Maybe that’s what happens when the last thing you read about before you go to bed is that over the weekend Kim Jong Un did his 75th intercontinental missile test. He shot a missile 490 miles into the sea between North Korea, China and Japan. Independent observers say that it’s a step up from his previous shoots. This one, they’re saying, may be able to make it to the west coast of America. North Korea is saying as such:
In response, the United States is setting up a THAAD in South Korea. This stands for “Terminal High Altitude Air Defense System.” Many in South Korea don’t want it and are protesting.
So I woke in the middle of the night sweating. It’s not the kind of thing that you’d think a local radio guy would wake up having bad dreams about, and it isn’t usually.
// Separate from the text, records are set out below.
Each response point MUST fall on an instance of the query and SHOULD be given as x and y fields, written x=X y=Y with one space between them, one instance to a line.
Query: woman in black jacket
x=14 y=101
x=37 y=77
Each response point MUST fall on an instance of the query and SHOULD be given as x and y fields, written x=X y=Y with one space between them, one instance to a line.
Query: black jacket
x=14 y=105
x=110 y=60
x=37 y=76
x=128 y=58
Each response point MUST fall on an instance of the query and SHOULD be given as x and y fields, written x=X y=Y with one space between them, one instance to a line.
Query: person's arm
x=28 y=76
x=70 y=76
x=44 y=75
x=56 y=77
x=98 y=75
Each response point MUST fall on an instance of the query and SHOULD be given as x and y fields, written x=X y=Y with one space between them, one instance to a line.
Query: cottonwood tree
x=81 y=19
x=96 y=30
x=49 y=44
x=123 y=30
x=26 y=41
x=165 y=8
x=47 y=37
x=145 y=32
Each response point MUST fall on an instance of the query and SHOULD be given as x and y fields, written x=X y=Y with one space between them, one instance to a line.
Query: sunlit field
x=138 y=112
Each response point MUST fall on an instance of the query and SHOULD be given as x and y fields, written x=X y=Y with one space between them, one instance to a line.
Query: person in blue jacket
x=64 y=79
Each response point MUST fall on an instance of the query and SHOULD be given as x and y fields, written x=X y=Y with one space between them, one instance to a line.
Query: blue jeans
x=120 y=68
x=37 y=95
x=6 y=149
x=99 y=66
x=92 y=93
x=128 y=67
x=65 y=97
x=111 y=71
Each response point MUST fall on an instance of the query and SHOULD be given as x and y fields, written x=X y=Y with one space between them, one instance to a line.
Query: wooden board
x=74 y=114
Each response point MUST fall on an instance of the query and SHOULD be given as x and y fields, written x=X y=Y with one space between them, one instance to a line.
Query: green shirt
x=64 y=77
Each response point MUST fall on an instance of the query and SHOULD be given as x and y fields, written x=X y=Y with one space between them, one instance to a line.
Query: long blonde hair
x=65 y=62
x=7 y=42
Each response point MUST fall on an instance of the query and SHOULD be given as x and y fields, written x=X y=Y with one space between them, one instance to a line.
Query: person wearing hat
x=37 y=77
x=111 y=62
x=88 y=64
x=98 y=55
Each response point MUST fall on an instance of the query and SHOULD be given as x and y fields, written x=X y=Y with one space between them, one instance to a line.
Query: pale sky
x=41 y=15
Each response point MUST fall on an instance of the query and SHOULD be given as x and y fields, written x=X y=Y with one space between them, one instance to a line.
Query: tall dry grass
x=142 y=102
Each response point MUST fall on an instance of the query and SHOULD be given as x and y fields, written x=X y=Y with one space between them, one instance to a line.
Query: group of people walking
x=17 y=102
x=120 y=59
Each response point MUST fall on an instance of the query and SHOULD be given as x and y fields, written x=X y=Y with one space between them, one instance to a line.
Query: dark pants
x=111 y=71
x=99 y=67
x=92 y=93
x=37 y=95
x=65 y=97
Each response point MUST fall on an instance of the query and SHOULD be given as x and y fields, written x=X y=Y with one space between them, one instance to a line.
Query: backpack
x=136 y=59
It’s just a warning to the three or four of you – don’t read about North Korea and their increasing ability to bomb the west coast of the United States and then go to bed. It’s not healthy for your dreams.
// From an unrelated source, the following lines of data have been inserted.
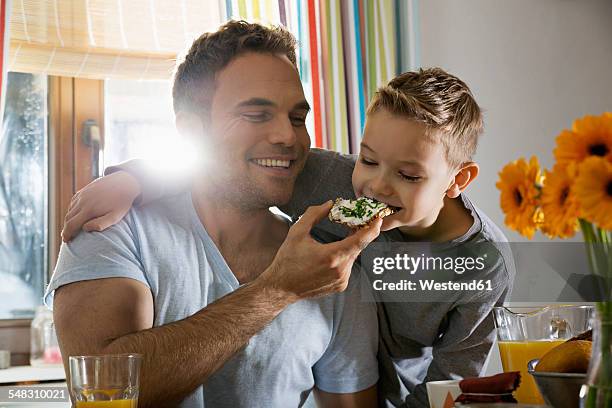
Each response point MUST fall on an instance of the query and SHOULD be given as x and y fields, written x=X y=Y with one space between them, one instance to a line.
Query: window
x=23 y=196
x=139 y=121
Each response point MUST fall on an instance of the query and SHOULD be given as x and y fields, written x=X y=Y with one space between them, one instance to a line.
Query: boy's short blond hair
x=441 y=101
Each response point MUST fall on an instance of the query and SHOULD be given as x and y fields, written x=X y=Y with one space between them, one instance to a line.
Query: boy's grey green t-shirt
x=329 y=342
x=419 y=341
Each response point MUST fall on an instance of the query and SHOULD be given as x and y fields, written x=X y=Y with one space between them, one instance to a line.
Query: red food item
x=496 y=388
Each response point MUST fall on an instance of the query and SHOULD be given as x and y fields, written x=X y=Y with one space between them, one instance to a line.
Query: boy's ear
x=464 y=176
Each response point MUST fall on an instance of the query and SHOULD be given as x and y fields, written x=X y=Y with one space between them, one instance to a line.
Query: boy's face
x=401 y=166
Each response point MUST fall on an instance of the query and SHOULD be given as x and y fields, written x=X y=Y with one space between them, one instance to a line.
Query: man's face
x=401 y=166
x=256 y=137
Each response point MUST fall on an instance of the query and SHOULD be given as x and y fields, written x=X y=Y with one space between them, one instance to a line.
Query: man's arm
x=115 y=314
x=362 y=399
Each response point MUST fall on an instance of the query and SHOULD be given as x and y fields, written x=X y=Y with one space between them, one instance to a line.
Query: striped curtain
x=347 y=50
x=5 y=12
It’s not healthy for your dreams
to read about nuclear missiles
before going to bed.
It’s not good for your digestion
to watch the news
while you eat.
It’s not good for your love life
to read the Wall Street Journal
and then fool around.
There is a lot of hunger and angst
in the world right now.
You can feel it in the way
people drive and how
impatient they are in line at
Kentucky Fried Chicken.
Reality sucks, and so does
fake reality.
Don’t you long for the days when you
could kneel down next to your
bed and pray and it would
all go away?
I know, I know. There’s been fear and loathing going on in the national arena for as long as we’ve been a country. We’re always at risk. People are always coming at us.
But somehow right now I can sense the underlying fear. It’s palpable in the callers on the radio show. If the three or four of you listen to the show, over time, you can hear it too.
And when I go places and people stop me to talk, I can feel it then, too. They might just be talking about the choir coming in to WJOB to sing or they might be liking our Facebook Live video, or they might be pissed about Verlie being on the radio or that someone else is not. Whatever it is they’re telling me, on the air or not, I can sense the frustration, the fear, the malaise, the loneliness.
That’s part of what it is – loneliness. There is little sense that we are all in this together. You can feel it. Callers are quick to cut down one another, to cut down an idea, to shatter any sense of hope. And it’s not just callers. The nasty texts that come in as I’m talking, the combative Facebook comments or those on this blog or in emails or letters. Sometimes it seems as if the fear and frustration is coming from all directions. I’m bathing in a hot liquid of fear and frustration, lack of hope and want of something else.
And in this bath, I feel alone. Sitting there with a headset on, I become a lightning rod to take in the electricity of the moment and let it flow through me to the underground where the immensity of the jolt can be dispersed. No one’s injured if the lightning hits the rod and the energy travels down the side of the building and goes into the dirt.
But what about the lighting rod? I’m rambling now… but aren’t we all these days? Aren’t we all just rambling from one moment to the next? We watch with awe and horror as our president tweets the most ridiculous stuff every night. Some of it doesn’t make sense. Some of it is pure hate. Some of it isn’t even grounded in reality. For some of it – it’s about time.
Trump and all that he is doing in a nonsensical way is the embodiment of the fear and frustration, but he’s not the cause. Not by a country mile. The angst was already there when he got elected on a platform of “drain the swamp” and “lock her up.” I’ve told the three or four of you on the air that I take a guilty pleasure in watching Trump do even crazier stuff than the night before. It’s great theater and I love a good drama, just like you.
But anymore, I wake up in the middle of the night and I can feel “the horror,” as Joseph Conrad would say. And it’s not a good feeling to have when you gotta get dressed and put on the headset in a couple of hours. I’d really rather go to bed and dream-worry about things like the transmitter breaking down or not having enough in the checking account for payroll. These are real fears, but fears that can be addressed.
This underlying fear that we’re all carrying around… we really can’t tell exactly what it is. We can’t give it form, so it’s even scarier. It’s the arm under our bed that’s gonna grab us if we get up to go to the bathroom. It’s the something’s out there in the mist feeling as we walk down an alley. It’s the tumultuousness in our stomachs as we watch the nightly news. Something’s gotta give, and for now, it’s sleep. Another Thousand Words. Go back to bed.